Camire said Venture Connect helps business owners with marketing, planning and preparing for a sale and connecting buyers and sellers.
She said there is good interest in agriculture because of diversification opportunities, which include tapping into tourism.
“They will look at agri-businesses with good business plans and don’t care where they are,” she said.
“A local buyer looks at location first, but that’s not the case with buyers from farther away.”
She said cost is relative, noting how those from overseas weigh what they’d pay there to what they’d pay here.
“That same dollar buys different things,” she said.
Camire cited one client who sees huge potential in taking over an operation producing fruit and preserves for local markets. The goal is to enlarge it to include exporting products to a country overseas that must import both water and food.
“Otherwise that business would have closed,” she said.
Many business owners do not have family interested in succeeding them, she added.
Economics have shifted in B.C. from the old anchors of forestry and fishing, which are no longer supporting rural regions as they once did.

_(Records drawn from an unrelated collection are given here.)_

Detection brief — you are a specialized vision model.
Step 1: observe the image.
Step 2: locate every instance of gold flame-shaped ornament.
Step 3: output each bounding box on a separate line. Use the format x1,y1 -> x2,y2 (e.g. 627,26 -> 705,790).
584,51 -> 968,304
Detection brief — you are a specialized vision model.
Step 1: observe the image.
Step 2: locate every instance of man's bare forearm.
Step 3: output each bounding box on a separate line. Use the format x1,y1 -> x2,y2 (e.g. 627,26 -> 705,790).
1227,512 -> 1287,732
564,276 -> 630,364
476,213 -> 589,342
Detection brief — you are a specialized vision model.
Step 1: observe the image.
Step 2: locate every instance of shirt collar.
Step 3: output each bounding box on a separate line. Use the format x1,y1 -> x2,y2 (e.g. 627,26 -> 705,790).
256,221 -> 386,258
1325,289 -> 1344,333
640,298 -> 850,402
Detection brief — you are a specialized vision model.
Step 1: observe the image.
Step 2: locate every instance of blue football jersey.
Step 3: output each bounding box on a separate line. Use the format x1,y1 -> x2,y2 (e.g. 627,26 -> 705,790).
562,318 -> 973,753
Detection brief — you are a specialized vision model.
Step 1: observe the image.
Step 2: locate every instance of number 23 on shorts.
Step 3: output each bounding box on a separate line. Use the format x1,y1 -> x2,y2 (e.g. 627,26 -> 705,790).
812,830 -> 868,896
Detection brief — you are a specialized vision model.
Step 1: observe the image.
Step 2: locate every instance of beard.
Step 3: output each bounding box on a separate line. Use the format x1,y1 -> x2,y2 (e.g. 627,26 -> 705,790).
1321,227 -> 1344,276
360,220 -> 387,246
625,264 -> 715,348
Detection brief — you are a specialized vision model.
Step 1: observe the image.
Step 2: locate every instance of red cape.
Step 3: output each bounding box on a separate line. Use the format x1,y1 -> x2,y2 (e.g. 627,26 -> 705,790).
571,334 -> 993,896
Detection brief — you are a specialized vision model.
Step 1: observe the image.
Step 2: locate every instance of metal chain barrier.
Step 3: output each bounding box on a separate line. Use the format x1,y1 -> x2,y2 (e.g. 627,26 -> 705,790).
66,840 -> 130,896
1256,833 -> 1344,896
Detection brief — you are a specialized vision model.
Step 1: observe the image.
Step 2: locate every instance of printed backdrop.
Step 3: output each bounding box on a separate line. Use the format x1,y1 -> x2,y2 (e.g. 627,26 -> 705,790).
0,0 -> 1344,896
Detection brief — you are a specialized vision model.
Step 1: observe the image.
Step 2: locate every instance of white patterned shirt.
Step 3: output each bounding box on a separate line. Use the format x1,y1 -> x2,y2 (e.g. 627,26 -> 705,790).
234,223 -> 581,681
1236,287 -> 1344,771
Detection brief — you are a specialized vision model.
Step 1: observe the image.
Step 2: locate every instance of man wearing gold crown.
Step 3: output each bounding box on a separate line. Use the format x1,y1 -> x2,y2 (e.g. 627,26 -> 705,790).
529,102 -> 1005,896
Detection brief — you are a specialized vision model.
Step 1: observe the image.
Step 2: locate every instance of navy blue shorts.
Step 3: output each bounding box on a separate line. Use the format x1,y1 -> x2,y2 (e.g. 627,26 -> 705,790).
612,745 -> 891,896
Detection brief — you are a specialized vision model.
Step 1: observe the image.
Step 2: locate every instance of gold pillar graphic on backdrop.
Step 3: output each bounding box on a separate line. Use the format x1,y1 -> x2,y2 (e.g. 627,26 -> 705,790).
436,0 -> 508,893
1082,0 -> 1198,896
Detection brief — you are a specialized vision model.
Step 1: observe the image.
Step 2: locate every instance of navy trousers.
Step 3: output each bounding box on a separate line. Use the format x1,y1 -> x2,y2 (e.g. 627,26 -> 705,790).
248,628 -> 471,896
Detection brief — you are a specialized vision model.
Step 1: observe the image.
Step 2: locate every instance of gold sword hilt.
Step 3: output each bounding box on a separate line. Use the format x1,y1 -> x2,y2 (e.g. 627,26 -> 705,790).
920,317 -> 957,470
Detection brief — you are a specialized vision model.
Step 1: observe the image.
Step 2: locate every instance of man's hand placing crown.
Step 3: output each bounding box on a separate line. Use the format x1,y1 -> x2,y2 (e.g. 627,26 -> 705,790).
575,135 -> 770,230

Camire said keeping small businesses going will help rural communities.
“If there’s not a critical mass of services, that’s when you get ghost towns,” she said.
“There’s still the potential of that if we don’t work to support critical mass in rural communities.”
Economic Gardening takes a different tack with initiatives to retain existing businesses, said Mary Ellen Heidt, general manager of Community Futures Okanagan.
“We’re helping business within the community grow rather than attracting large business,” she said, citing the business and market data collected to support those enterprises.
As a result, a wood manufacturer in Penticton found markets in Australia, while a new manufacturing plant opened in Oliver and created 30 jobs.
One company does water moisture testing with solar powered sensors.
The farmer can log on and track data in his soil, helping him know how much to water and when.
“That’s most important for agriculture because of global warming, water will be a precious resource, so you want to make sure you don’t use water when you don’t need to,” she said.
Her group also provided $800,000 in loans for a greenhouse grower’s shift into organics.
Wendy Smitka, chair of Community Futures British Columbia, praised both programs’ efforts in sustaining rural regions, saying they support those who want to stay and those who want to retire and sell.
“We’ve got both things covered,” she said.